Your phone is the worst anti-sleep pill ever invented and it should be all the way across the house, far far away from your bedroom. Bonus: you have to get up and walk some distance to shut off the alarm, which wakes you right up.

3. Get a Water Bottle

Getting in the habit of carrying a water bottle around will naturally make you drink more water. I will not exhaustively list all of the benefits of hydration here, but an underrated one is that having to pee all the time makes you stand up and walk frequently which blunts the health impact of long sedentary periods.

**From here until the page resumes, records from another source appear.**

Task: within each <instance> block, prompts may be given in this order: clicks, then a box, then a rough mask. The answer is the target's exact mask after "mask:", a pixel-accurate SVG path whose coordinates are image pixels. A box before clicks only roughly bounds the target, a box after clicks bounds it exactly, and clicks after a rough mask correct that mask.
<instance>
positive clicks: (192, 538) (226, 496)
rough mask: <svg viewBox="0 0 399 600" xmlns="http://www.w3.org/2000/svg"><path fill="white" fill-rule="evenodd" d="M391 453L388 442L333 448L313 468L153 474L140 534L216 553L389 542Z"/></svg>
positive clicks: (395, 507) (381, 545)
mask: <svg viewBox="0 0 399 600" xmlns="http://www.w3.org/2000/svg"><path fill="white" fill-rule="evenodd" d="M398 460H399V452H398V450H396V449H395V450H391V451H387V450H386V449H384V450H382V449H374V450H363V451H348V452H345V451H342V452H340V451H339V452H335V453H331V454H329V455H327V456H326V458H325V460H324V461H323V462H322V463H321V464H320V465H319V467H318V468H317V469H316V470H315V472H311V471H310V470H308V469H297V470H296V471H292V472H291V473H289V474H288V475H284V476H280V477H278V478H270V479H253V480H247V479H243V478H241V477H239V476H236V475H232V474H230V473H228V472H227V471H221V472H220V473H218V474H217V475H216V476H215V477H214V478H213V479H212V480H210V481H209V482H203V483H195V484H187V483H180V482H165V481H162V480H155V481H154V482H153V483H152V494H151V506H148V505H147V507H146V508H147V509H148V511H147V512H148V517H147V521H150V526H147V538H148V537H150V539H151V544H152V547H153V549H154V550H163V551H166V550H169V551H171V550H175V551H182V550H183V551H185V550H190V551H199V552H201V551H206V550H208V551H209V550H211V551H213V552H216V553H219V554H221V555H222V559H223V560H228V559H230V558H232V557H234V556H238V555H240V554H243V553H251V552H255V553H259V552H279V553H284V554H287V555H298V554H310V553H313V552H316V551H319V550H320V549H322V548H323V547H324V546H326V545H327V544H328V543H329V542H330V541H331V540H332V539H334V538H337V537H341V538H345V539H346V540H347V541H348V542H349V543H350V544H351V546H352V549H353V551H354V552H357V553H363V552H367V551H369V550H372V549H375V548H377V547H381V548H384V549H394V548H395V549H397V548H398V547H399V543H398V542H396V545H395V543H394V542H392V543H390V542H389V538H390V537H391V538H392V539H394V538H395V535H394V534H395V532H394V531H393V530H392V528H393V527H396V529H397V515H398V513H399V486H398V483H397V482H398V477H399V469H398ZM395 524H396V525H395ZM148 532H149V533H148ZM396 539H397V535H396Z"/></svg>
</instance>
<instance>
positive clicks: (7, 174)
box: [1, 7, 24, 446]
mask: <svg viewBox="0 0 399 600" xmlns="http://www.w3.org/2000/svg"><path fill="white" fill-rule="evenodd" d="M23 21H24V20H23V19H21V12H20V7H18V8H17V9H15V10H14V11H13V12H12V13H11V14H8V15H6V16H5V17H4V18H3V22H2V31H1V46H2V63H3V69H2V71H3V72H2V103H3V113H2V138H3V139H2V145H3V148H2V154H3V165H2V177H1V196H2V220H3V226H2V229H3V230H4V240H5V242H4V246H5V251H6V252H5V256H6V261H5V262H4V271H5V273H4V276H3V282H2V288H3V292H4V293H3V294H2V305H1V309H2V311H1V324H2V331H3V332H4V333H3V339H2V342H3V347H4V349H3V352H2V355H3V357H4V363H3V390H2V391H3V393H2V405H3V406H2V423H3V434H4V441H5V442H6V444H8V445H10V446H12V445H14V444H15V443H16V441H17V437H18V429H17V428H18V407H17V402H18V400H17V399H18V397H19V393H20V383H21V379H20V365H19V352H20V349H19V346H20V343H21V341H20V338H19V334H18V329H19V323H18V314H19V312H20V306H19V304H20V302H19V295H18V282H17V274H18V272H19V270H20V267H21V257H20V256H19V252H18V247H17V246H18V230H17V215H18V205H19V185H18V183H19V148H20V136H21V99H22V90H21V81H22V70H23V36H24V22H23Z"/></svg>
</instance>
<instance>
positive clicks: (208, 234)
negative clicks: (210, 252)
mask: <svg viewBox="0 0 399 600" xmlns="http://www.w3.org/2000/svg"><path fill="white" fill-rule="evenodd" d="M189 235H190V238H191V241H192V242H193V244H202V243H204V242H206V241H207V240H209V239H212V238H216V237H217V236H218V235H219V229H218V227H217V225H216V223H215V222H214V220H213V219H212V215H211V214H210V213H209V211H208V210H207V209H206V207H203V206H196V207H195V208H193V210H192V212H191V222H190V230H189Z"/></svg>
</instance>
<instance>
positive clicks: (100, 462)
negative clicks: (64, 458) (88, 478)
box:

4. Stop Getting Angry at Fake Things Online

Deleting your social media apps and ignoring the news are actions I’ve advocated for that can reclaim time which you can now spend on more fruitful endeavors at the cost of some temporary (but major) dopamine withdrawal and no longer feeling “with it”.

5. Keep Surfaces Clear

Seek to aggressively limit the number of objects that “live” on any surface in your home, be it your floor, counters, tables, desks, shelves, or windowsills. Clutter impedes cleaning, hides dust and grime, and can even be hazardous. People with clean houses have clear surfaces, because you can’t clean what you can’t see or reach.

6. Escape the Matrix

Many consumer behaviors are psyops, but you can choose to break the cycle by waking up to your own propagandization. You don’t need concessions at the movie theatre, you don’t need to pay $5 for a 10¢ fountain drink at a restaurant—in fact you don’t ever need to drink soda—you don’t need a mined diamond for your wedding ring, you don’t need to pay extra money for ordinary quality clothes backed by a big marketing budget (and if you still really want them you can just get the “fake” version and literally nobody will know or care), and you don’t ever need to doordash!!! If your kids grow up believing that drinking soda is cringe (and hopefully pass that disdain down to their kids) then you’ve just created several DALYs out of thin air (repeat for nicotine, caffeine, alcohol, etc etc).

7. Write to Think

Writing about your thoughts and feelings is the best way to exercise your powers of metacognition, which is the secret sauce to ever changing your behavior or mindset. If you actually want to implement any of these suggestions, you probably ought to write about it first.


1.

It wouldn’t be a true sambish post if I failed to mention that your life is probably full of activities that grant absolutely zero XP. Their only use is to maybe regenerate a marginal amount of stamina points. Stuff like social media, YouTube, TV, etc. Not exactly the optimal way for an XP min-maxxer to use their time.